Hiring Engineers: Beyond the Coding Interview
Traditional coding interviews fail to predict job performance. Here's how we redesigned our interview process to assess real engineering skills.
The Problem with Coding Interviews LeetCode-style problems test algorithm knowledge—not day-to-day engineering skills. We don't reverse binary trees in production. We review code, debug systems, collaborate with teams. Studies show: algorithm interviews correlate poorly with job performance. They favor candidates who grind LeetCode, not necessarily strong engineers. Worse: these interviews exclude great candidates who don't have time to practice algorithms (career switchers, parents, people with jobs).
Our Interview Process Stage 1: Resume screen (15 minutes) Look for: impact stories (reduced latency by 40%), open source contributions, clear communication.
Stage 2: Initial phone screen (30 minutes) Behavioral questions about past work, technical discussion about their projects (not algorithms). If they built X, how did they make technical decisions?
Stage 3: Take-home project (3-4 hours, optional) Build a small real-world feature: "Add REST API endpoint to this service with tests." Use their preferred language/stack. Give candidates 1 week to complete. Respect their time—no marathon projects. Alternative: Work sample from their past work (with permission).
Stage 4: On-site (4 hours) - System design (1 hour): Design a real system like our product. Assess architecture thinking. - Code review (1 hour): Review their take-home code together. Discuss trade-offs, improvements. - Pair programming (1 hour): Extend their take-home project together. Assess collaboration. - Behavioral/values (1 hour): Culture fit, past challenges, leadership examples.
What We Assess Technical skills: Can they build production-quality code? Understand trade-offs? Debug effectively? Communication: Can they explain technical concepts? Ask clarifying questions? Give constructive feedback? Collaboration: Do they listen to ideas? Incorporate feedback? Work well with others? Values fit: Do they value quality? User impact? Continuous learning? Team success over individual glory?
Red Flags - Arrogant "I'm the smartest person here" attitude - Can't explain technical decisions ("I don't know, that's just how I did it") - Blames others for past failures - Doesn't ask questions about the role or team - Treats non-technical interviewers poorly
Candidate Experience Respect candidates' time. No surprise problem statements. Clear expectations at each stage. Give feedback to all candidates. Even rejections: "Strong system design, but code quality below our bar. Work on X and reapply." Pay for take-homes. Candidates invest hours—compensate at $100/hour. Move fast. Slow processes lose great candidates. Complete process in 2 weeks max.
Results
After changing our process: - Offer acceptance rate increased from 60% to 85% (candidates love the process) - 6-month retention improved by 20% (better fit assessment) - Diversity increased (removed algorithm bias) - Engineers report: "This was the best interview experience I've had"
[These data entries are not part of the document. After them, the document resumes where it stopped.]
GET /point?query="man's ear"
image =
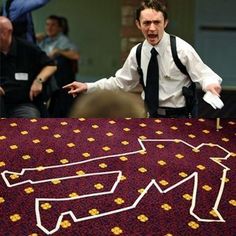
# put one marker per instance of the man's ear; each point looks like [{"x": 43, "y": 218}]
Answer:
[{"x": 138, "y": 24}]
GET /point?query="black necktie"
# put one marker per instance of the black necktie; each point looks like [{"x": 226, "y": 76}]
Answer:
[{"x": 152, "y": 85}]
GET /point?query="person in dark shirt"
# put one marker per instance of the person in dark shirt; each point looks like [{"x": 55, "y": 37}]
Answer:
[{"x": 24, "y": 70}]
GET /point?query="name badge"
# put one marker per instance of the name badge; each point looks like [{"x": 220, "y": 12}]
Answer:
[{"x": 22, "y": 76}]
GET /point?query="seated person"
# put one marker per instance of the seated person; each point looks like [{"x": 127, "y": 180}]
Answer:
[
  {"x": 24, "y": 69},
  {"x": 108, "y": 104},
  {"x": 58, "y": 47}
]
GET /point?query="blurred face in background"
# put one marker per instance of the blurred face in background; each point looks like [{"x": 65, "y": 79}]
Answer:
[
  {"x": 52, "y": 28},
  {"x": 152, "y": 24}
]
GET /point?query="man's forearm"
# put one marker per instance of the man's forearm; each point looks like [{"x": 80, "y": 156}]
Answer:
[{"x": 46, "y": 73}]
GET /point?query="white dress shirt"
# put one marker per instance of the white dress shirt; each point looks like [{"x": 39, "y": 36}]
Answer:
[{"x": 171, "y": 79}]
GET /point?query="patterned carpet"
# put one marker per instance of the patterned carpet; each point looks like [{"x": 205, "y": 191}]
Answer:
[{"x": 117, "y": 177}]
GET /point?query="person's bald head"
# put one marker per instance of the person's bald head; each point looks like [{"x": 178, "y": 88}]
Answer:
[{"x": 6, "y": 29}]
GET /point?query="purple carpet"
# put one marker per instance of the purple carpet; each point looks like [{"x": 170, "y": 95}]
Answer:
[{"x": 117, "y": 177}]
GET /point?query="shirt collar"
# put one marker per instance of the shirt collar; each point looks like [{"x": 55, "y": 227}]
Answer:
[{"x": 13, "y": 48}]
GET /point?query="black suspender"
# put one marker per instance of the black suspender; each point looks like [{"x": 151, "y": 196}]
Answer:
[
  {"x": 190, "y": 92},
  {"x": 177, "y": 61},
  {"x": 139, "y": 69}
]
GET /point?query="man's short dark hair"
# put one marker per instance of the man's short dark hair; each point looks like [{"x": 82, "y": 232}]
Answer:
[{"x": 158, "y": 5}]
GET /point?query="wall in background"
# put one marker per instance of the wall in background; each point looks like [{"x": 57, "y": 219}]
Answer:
[
  {"x": 95, "y": 28},
  {"x": 105, "y": 31}
]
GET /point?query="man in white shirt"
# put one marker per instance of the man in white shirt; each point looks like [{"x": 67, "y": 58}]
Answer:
[{"x": 152, "y": 19}]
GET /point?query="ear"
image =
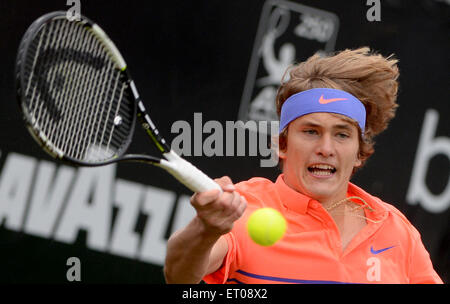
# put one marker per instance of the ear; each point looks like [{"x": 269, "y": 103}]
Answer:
[{"x": 282, "y": 154}]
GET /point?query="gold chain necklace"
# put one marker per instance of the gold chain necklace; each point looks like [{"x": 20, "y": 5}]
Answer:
[
  {"x": 334, "y": 205},
  {"x": 353, "y": 209}
]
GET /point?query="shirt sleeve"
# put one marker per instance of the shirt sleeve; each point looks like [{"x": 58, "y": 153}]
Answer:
[
  {"x": 421, "y": 267},
  {"x": 220, "y": 276}
]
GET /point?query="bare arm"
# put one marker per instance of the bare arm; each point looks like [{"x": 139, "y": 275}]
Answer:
[{"x": 199, "y": 248}]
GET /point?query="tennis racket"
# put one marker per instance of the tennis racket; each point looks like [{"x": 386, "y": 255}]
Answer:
[{"x": 80, "y": 103}]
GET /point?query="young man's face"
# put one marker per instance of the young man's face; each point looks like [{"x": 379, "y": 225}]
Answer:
[{"x": 321, "y": 152}]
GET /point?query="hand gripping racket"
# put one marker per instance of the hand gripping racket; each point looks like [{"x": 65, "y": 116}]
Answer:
[{"x": 80, "y": 103}]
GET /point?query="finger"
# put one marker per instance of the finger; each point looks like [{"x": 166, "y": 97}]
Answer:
[
  {"x": 204, "y": 198},
  {"x": 225, "y": 183},
  {"x": 242, "y": 206}
]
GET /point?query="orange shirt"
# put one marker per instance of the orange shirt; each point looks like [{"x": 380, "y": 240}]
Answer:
[{"x": 388, "y": 251}]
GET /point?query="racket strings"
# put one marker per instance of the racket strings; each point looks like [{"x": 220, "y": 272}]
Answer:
[{"x": 77, "y": 99}]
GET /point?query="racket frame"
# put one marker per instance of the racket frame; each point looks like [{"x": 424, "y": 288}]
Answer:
[{"x": 181, "y": 169}]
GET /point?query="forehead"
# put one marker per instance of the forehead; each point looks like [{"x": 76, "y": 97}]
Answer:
[{"x": 325, "y": 120}]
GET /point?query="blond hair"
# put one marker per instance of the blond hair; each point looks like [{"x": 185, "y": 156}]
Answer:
[{"x": 368, "y": 76}]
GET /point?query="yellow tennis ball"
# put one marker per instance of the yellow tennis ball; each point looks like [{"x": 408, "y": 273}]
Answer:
[{"x": 266, "y": 226}]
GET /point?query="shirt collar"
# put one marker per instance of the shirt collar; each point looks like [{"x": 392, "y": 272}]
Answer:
[
  {"x": 291, "y": 198},
  {"x": 298, "y": 202}
]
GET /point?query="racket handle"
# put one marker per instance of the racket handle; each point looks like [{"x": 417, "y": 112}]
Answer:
[{"x": 187, "y": 173}]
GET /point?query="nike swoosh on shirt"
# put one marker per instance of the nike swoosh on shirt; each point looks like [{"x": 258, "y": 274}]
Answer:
[
  {"x": 379, "y": 251},
  {"x": 325, "y": 101}
]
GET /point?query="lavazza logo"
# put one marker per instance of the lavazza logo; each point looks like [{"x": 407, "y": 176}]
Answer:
[{"x": 55, "y": 202}]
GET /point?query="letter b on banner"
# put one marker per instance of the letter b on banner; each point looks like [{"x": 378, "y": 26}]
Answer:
[
  {"x": 74, "y": 272},
  {"x": 429, "y": 146}
]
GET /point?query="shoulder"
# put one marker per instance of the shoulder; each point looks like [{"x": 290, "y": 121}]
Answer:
[{"x": 393, "y": 218}]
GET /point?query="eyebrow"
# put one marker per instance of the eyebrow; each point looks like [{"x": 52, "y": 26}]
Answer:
[{"x": 345, "y": 126}]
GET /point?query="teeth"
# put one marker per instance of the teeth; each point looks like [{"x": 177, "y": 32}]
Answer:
[
  {"x": 320, "y": 172},
  {"x": 322, "y": 166}
]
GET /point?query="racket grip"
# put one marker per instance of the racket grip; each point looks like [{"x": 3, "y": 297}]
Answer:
[{"x": 187, "y": 173}]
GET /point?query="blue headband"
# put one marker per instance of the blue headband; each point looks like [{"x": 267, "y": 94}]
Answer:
[{"x": 322, "y": 100}]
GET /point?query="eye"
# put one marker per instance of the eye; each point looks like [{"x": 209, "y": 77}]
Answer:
[
  {"x": 310, "y": 132},
  {"x": 343, "y": 135}
]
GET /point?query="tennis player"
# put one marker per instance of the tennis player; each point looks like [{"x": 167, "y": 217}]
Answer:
[{"x": 330, "y": 110}]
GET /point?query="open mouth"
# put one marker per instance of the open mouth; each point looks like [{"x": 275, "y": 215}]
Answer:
[{"x": 322, "y": 170}]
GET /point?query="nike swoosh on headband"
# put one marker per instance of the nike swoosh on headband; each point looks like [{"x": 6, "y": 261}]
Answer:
[
  {"x": 313, "y": 101},
  {"x": 379, "y": 251},
  {"x": 325, "y": 101}
]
For Candidates: How to Prepare Study the company's tech stack and product. Read their engineering blog. Prepare questions about their architecture, culture, challenges. Review fundamentals: data structures, REST APIs, SQL, debugging strategies. Not algorithms. Prepare stories using STAR method (Situation, Task, Action, Result): "We had X problem, I did Y, resulting in Z impact." Ask about: team structure, on-call expectations, deployment frequency, tech debt management. Good interviews are two-way conversations. We're assessing you; you're assessing us. Both should leave informed to make a good decision.